Royalty rates vary depending on the intellectual property and industry. How the royalty rate is determined most often comes down to negotiating a royalty payment that works for both parties. Sometimes a low royalty is required because of slim profit margins, the IP is unproven, or the market is unknown. But what happens if your IP turns into a big hit in the marketplace? If you’re stuck with a low royalty rate, you can feel like you’re losing money.

Royalties is the term used for licensing payments. Royalties are structured in many ways including fixed, lump sum, quarterly, annually and as a percentage of sales. The royalty rate, however, doesn’t have to be the same for the term of the agreement. There is a way to increase the royalties as your licensing partner increases their revenues. It’s called tiered or adjustable royalty rates. It’s a strategy to boost the revenues earned from your licensing agreements.

Basically it works like this. The more your licensing partner sells, the higher the royalty rate is adjusted, up to a maximum amount. For example, it could be based on the revenues or sales units, and the royalty rate increases at certain increments. For example, the royalty starts at 6% and increases to 7.5% once the licensee reaches one million dollars in sales or a million units. It then increases to a maximum of 9% once they hit 5 million dollars (or units).

I recently negotiated several licensing deals for international rights to some popular movie franchises with tiered royalties. The royalties increased based on reaching certain milestones, either a level of sales or on a specific date, whichever occurred first. This was a good compromise. It gave my client a lower royalty initially to help recoup their investment in developing the property, and provided the licensor a higher average royalty over the term of the license.

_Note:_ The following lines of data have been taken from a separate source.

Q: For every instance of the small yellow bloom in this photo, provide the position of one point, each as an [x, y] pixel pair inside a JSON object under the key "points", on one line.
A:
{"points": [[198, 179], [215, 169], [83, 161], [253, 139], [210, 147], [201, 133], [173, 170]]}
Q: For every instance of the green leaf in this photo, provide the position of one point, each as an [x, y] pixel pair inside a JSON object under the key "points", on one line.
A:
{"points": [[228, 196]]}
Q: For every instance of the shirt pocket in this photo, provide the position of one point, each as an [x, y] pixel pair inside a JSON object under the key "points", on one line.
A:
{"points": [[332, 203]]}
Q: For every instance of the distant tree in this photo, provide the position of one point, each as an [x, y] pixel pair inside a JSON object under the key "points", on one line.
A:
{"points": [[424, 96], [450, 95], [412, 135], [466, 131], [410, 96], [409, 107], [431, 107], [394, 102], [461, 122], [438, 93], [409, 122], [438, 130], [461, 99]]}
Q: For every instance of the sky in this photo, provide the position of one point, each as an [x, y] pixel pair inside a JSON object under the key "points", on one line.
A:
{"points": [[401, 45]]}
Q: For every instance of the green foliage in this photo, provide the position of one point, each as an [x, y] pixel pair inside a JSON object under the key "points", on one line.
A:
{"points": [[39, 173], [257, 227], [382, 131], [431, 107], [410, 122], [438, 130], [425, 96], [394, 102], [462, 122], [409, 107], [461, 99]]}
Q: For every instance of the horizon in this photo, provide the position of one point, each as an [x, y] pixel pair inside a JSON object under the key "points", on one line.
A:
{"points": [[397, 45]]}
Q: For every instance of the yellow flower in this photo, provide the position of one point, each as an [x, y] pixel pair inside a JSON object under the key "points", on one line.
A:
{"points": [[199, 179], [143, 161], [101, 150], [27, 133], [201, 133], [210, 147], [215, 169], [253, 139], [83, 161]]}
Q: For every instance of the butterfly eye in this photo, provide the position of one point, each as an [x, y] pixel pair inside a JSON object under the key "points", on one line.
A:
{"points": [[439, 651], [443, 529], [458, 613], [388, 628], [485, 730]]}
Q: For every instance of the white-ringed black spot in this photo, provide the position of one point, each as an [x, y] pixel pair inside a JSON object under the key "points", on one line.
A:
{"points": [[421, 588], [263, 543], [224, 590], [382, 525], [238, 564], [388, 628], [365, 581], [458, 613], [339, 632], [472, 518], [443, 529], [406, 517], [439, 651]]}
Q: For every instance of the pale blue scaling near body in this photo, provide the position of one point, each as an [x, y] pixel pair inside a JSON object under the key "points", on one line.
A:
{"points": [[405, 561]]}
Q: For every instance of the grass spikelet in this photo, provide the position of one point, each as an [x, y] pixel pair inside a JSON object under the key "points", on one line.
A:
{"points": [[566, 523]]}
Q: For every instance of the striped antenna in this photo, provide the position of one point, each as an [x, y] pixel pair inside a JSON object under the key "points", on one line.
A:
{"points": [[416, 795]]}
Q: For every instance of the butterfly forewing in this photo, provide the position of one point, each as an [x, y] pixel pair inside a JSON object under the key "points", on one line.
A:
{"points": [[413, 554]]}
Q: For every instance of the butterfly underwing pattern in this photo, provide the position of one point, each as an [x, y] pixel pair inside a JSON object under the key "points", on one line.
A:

This is just one example of using a tiered royalty rate and how it can increase royalty revenue. Tiered royalties let you tailor the financial part of the agreement to reflect market conditions. Keep in mind,determining a royalty rate depends upon a number of factors. It comes down to what is negotiated. One of the biggest factors is profit margin. What does it cost to generate sales and how much profit does the IP generate?

If your licensing partner has to invest a lot of time, money and resources to market and sell, then the royalty rate will be lower. That’s their risk. A tiered royalty rate is an option that solves this issue, enabling your licensing partner to build their sales, and pay you higher royalties as their revenues increase.